Peut-on vraiment créer quelque chose à partir de rien ? C’est la promesse étrange – et terriblement contre-intuitive – d’un résultat mathématique appelé le paradoxe de Banach-Tarski. Selon lui, il serait possible de découper une sphère en un nombre fini de morceaux, puis de réassembler ces morceaux pour obtenir… deux sphères de même taille et de même volume que l’originale. En d’autres termes, 1 deviendrait 2. Absurde ? Oui. Légitime ? Aussi.

Une histoire de poisson d’avril devenu sérieux

L’histoire de ce paradoxe a même inspiré une petite panique. En 1989, un mathématicien publie dans Scientific American une chronique expliquant comment, grâce à ce résultat, on pourrait fabriquer de l’or à partir d’une simple boule. Le Conseil international de l’or s’en inquiète officiellement, craignant un effondrement du système monétaire mondial. La blague : l’« inventeur » à l’origine de la découverte s’appelait… Arlo Lipof, anagramme de « poisson d’avril ».

Mais derrière la farce, il y a bien un vrai théorème, démontré en 1924 par deux mathématiciens polonais, Stefan Banach et Alfred Tarski.
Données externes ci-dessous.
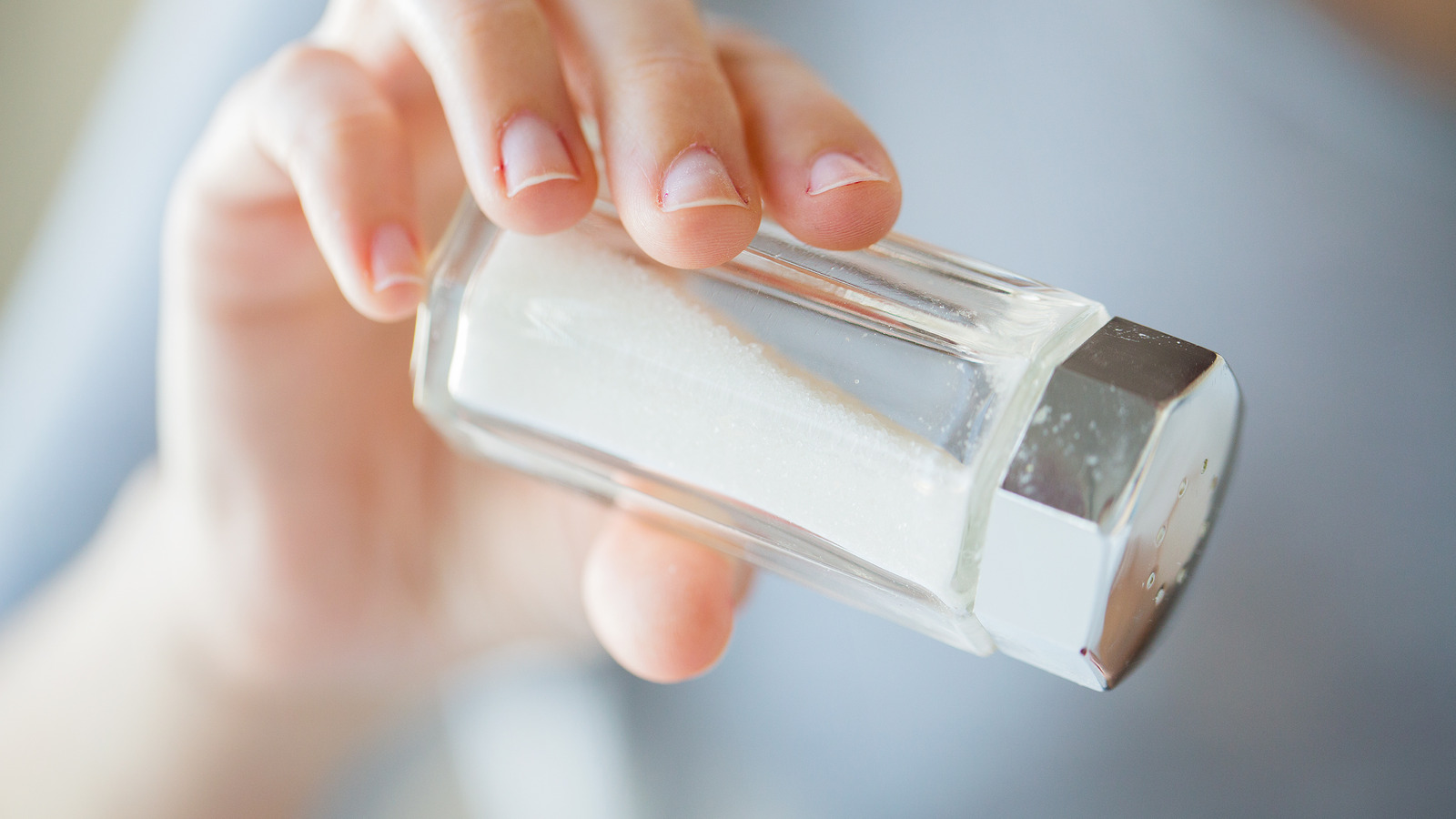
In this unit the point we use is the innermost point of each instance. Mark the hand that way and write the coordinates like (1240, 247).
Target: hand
(324, 531)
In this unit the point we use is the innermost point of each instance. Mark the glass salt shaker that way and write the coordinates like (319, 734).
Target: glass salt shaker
(979, 457)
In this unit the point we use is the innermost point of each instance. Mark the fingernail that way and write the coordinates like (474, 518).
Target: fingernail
(698, 178)
(531, 152)
(393, 258)
(836, 169)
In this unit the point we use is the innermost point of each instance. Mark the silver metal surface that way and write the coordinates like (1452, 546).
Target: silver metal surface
(1135, 435)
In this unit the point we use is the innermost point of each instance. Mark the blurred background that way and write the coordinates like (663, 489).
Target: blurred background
(1266, 178)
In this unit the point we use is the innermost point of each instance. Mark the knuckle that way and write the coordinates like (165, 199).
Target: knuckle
(666, 66)
(472, 25)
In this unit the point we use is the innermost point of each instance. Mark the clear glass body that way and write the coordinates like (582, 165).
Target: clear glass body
(837, 417)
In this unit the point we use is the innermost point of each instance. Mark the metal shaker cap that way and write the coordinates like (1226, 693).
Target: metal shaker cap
(1107, 503)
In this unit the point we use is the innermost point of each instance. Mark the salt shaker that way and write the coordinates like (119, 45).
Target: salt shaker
(976, 455)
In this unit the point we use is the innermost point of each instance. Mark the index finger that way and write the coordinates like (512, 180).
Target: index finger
(494, 66)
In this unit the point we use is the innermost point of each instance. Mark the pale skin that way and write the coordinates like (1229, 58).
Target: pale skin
(308, 557)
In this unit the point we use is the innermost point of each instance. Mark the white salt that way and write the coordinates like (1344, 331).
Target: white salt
(601, 349)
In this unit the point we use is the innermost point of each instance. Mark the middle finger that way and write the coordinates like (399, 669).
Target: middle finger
(672, 135)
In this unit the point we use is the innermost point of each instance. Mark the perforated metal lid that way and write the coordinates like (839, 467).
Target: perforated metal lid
(1107, 503)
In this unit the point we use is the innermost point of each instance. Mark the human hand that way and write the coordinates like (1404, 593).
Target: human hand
(322, 531)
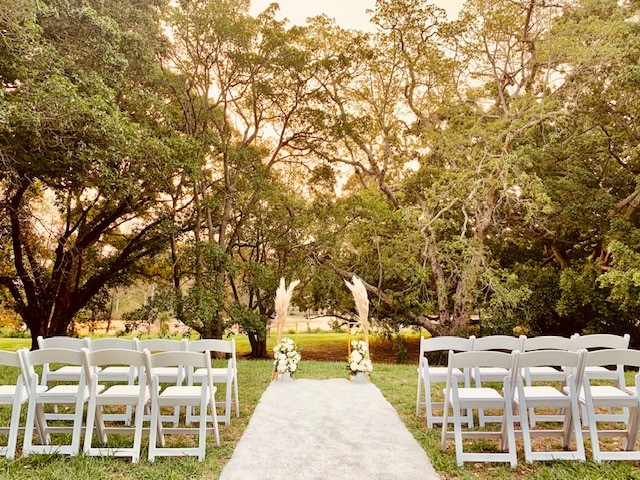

Et il dit quelque chose de fascinant : les mathématiques ne fonctionnent pas toujours comme notre intuition physique.

Quand l’infini brouille notre logique

Pour comprendre, il faut plonger dans l’univers des ensembles infinis. Prenons les entiers : 1, 2, 3, 4… Il y en a une infinité. Maintenant, prenons les carrés parfaits : 1, 4, 9, 16… Il y en a aussi une infinité. Mais au premier abord, il semble évident qu’il y a « moins » de carrés que d’entiers, puisque beaucoup d’entiers ne sont pas des carrés.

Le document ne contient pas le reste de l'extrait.